2) Plastic pads are more difficult to wet than paper pads. Because plastic pads do not wick water, to insure the entire pad is throughly wetted, the amount of water circulated over the pad needs to be greater than with traditional paper pads (ie. twice as much). For this reason, reduced water flow over plastic pads will tend to result in a greater reduction in cooling than with paper pads. Many older distribution systems are likely incapable of supplying the higher volume of water flow required of plastic pads and/or doing so without producing a significant amount of water wastage.
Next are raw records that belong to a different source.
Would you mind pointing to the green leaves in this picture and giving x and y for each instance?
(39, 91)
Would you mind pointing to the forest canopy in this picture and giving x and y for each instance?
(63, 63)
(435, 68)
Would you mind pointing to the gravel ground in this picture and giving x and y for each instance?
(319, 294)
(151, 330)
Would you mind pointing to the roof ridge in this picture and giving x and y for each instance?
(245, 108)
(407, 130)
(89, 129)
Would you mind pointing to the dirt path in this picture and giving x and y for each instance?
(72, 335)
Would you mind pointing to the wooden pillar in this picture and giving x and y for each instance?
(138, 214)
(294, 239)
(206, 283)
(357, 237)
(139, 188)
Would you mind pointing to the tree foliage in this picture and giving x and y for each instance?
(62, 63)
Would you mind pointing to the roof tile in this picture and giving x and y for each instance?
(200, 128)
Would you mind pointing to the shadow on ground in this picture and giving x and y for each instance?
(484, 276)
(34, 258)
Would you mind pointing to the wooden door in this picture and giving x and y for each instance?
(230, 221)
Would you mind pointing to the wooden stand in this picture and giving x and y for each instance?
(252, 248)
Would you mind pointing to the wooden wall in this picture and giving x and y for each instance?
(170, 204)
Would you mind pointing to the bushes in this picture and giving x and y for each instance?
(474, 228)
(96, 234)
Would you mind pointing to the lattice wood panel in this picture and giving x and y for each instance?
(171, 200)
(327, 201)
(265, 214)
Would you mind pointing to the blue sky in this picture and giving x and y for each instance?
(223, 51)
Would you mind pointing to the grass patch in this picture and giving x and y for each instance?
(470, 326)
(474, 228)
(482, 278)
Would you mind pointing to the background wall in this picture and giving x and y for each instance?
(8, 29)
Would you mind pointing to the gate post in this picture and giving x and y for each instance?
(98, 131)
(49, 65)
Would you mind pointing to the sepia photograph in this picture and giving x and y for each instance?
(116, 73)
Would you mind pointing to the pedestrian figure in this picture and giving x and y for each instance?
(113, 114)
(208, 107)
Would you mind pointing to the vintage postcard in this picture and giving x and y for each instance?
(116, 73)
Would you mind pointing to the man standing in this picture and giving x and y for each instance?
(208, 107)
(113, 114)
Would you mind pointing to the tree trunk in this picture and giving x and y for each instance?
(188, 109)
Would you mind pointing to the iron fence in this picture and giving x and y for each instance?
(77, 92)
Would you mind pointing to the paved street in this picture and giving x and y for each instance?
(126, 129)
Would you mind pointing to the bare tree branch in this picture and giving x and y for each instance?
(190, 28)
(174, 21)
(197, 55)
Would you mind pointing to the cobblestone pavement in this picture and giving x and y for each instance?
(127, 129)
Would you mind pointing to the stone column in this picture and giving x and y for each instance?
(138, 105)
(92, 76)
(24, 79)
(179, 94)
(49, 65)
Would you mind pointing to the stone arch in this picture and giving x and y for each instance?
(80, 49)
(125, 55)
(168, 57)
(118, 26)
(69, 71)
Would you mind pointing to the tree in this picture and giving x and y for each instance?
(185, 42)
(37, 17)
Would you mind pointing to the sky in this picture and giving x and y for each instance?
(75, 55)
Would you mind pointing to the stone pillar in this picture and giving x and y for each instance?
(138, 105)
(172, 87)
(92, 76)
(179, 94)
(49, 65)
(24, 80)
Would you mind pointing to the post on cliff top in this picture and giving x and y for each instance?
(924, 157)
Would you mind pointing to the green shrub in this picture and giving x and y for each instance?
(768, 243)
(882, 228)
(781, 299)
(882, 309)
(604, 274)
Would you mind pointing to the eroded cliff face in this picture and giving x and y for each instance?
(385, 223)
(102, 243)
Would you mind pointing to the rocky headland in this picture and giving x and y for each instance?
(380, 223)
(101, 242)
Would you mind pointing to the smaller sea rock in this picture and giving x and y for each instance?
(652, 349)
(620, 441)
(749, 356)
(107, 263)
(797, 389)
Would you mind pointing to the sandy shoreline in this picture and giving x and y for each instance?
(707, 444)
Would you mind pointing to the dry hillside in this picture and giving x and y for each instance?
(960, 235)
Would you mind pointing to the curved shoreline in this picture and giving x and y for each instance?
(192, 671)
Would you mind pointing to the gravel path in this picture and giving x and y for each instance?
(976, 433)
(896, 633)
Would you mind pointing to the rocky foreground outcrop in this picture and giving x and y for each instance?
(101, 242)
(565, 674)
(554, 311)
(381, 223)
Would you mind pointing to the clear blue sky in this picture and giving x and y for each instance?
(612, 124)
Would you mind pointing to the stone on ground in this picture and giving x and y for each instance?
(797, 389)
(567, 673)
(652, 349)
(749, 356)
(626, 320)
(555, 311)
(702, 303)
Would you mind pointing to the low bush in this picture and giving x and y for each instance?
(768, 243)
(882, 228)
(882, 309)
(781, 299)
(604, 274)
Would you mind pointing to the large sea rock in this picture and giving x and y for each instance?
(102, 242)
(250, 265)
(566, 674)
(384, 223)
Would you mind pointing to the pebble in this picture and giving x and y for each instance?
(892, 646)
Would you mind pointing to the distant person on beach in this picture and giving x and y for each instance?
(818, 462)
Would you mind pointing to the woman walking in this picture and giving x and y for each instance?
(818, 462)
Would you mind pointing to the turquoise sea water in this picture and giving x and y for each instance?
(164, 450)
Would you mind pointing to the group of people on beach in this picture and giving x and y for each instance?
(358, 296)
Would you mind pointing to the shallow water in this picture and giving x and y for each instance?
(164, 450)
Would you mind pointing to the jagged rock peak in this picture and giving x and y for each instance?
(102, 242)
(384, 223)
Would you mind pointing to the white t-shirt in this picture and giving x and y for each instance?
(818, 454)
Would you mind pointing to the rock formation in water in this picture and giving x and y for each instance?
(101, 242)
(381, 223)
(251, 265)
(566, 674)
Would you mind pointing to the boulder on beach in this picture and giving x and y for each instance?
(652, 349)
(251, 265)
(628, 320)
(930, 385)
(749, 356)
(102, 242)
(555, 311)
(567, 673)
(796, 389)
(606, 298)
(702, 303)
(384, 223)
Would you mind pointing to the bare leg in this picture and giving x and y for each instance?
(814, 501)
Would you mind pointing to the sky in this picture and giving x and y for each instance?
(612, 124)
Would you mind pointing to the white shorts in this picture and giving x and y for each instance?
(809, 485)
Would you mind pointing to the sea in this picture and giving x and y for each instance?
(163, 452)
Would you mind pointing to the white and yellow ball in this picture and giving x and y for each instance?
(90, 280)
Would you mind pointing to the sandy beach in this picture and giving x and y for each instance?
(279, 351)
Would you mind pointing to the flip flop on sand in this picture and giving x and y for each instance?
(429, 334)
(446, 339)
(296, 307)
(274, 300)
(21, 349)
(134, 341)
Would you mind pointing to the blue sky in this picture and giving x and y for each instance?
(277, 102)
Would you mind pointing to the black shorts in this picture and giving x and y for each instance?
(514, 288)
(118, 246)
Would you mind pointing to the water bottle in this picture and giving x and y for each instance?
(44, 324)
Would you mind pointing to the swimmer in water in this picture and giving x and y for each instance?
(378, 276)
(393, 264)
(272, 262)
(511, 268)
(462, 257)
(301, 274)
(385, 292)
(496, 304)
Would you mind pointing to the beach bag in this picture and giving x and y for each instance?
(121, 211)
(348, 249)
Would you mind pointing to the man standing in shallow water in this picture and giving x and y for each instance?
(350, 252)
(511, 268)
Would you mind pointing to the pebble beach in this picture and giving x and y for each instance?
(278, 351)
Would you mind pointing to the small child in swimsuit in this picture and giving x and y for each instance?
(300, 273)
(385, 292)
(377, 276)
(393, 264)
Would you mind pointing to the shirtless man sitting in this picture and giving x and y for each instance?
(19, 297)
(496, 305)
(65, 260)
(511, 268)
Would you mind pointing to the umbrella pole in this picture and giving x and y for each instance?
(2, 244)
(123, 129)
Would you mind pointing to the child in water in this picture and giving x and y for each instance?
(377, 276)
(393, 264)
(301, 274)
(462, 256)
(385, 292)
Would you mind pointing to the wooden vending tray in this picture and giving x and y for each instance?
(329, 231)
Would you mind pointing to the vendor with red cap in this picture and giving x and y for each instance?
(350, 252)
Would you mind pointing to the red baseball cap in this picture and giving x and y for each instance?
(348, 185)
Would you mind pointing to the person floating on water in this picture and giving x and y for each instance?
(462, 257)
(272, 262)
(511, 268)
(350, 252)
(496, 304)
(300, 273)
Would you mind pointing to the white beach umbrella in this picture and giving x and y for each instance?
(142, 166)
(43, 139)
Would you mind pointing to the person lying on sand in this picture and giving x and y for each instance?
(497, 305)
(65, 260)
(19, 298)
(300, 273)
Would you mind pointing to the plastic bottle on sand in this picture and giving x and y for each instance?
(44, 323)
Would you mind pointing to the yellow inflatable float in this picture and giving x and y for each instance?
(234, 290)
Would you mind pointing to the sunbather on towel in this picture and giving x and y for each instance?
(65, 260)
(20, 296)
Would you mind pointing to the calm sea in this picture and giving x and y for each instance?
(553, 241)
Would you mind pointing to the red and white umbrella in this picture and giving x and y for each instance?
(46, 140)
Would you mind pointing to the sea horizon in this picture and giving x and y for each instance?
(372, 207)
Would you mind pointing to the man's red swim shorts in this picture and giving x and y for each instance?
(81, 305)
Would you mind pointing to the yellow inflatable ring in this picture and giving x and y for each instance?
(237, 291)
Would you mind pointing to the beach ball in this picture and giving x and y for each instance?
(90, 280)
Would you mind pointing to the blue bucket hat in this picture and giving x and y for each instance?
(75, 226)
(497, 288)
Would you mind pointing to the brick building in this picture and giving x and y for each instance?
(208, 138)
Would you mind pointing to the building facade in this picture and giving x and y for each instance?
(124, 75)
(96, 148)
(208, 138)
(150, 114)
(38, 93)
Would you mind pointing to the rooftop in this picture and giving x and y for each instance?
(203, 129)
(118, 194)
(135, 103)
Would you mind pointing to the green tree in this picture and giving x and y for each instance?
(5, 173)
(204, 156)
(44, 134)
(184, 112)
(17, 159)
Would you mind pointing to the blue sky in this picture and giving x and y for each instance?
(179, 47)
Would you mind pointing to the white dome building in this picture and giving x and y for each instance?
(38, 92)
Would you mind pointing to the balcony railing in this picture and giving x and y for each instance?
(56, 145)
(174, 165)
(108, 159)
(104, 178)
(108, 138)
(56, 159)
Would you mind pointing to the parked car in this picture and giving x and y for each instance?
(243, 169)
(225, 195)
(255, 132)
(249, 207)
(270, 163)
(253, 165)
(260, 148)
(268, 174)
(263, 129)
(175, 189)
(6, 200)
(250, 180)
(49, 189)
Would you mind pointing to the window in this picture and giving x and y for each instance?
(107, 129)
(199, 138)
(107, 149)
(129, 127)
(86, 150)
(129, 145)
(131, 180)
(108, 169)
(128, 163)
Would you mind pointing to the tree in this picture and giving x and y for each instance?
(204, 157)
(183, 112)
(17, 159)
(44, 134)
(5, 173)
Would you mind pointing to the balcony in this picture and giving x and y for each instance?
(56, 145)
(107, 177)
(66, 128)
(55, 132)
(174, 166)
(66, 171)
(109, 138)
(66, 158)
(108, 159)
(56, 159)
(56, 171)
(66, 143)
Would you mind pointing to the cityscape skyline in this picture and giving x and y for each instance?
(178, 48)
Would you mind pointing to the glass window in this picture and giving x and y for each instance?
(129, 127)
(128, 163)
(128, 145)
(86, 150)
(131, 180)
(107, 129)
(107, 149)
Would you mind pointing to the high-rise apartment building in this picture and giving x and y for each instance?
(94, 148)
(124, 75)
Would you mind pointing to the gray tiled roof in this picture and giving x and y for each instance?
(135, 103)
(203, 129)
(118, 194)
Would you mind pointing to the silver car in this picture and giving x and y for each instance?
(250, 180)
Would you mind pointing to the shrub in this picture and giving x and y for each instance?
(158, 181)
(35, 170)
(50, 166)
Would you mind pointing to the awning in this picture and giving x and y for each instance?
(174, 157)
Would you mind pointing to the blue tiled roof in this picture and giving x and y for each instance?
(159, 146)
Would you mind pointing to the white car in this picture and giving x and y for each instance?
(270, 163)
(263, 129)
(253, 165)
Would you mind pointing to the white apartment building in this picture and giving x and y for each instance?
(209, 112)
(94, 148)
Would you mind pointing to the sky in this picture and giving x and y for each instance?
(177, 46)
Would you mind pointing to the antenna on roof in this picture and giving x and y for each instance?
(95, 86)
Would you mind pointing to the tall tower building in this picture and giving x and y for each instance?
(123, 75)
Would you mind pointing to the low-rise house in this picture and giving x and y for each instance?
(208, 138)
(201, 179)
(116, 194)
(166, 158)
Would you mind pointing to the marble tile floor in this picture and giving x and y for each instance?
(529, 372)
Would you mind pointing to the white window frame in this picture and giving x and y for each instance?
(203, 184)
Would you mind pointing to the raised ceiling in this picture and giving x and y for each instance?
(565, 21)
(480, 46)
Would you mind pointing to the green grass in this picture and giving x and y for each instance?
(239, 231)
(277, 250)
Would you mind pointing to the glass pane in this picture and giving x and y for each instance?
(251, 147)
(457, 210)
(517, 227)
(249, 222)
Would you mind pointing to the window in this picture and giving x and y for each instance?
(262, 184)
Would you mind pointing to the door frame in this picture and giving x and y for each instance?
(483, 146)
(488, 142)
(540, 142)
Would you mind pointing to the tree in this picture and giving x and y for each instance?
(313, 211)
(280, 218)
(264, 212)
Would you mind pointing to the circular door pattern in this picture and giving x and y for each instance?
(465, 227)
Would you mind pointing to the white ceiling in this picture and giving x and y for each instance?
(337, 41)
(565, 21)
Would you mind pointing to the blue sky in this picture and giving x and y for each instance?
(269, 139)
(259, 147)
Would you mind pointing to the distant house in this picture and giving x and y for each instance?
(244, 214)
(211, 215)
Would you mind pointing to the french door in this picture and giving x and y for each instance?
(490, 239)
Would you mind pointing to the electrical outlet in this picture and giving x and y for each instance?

3) Plastic pads dry out much faster than paper pads. Paper pads tend to have more internal surface area than plastic pads and have the ability to soak up and retain a relatively high volume of water. The combination of these two factors means that when wetted, paper pads can hold more water than plastic pads. The reduced water-holding capacity of plastic pads means that when the circulation pumps turn off, plastic pads dry out faster than paper pads. Whereas it typically takes 30 minutes or more for a wetted paper pad to dry out, preliminary studies have found plastic pads dry in one-half to one-third of the amount of time (Figure 4). Since plastic pads dry out faster, the cooling they produce will be more affected when controlled by a ten-minute timer than paper pads. As a result, managers may find that operating plastic pads using a timer is counterproductive.
4) Plastic pads are not as standardized as paper pads. For the most part, six-inch paper, 45o X 15o flute angle pads are constructed very similarly and as a result are interchangeable. There can be significant differences between plastic pad construction and materials which could affect both the static pressure and cooling associated with each manufacturer. As a result, it is very important when considering using plastic pads that the manufacturer of the plastic pad provides test data showing that the cooling efficiency and static pressure associated with the pad they are selling are similar to that of traditional six-inch paper pads.
5) A little dirt on plastic pad surfaces can be of benefit. Because paper pad flutes are fairly small, dirt/minerals collecting on the interior surfaces can quickly increase static pressure the tunnel fans are working against which in turn can reduce air speed. Since the flutes are larger on plastic pads, a little dirt on interior flute surfaces doesn’t affect the static pressure as greatly. In addition, a slight dirt/mineral coating on plastic pad surfaces tends to make it easier for the water to wick throughout the pad, thereby aiding cooling (Figure 5). Research has shown that the dirt and minerals that tend to collect on pad surfaces over time time tend to increase the cooling produced by plastic pad systems. But, like paper pads, if dirt/mineral accumulation becomes excessive on pad surfaces, house air speed and therefore bird cooling can be significantly reduced.
Plastic evaporative cooling pads have proven to be a viable option for use on poultry houses provided producers understand there are characteristics of plastic pads that need to be taken into account to insure that bird cooling will be maximized during hot weather. If the pads are properly wetted, installed in a traditional pad room, and special attention taken if their operation is controlled using an interval timer, conditions within a house should be similar to those produced by a traditional paper evaporative cooling pad system. Whether the additional cost of plastic pads has a good return on investment depends to a large extent on the quality of water circulating over the pads. Quite simply, the poorer the water quality on a farm, the more likely a plastic evaporative cooling pad will make economic sense.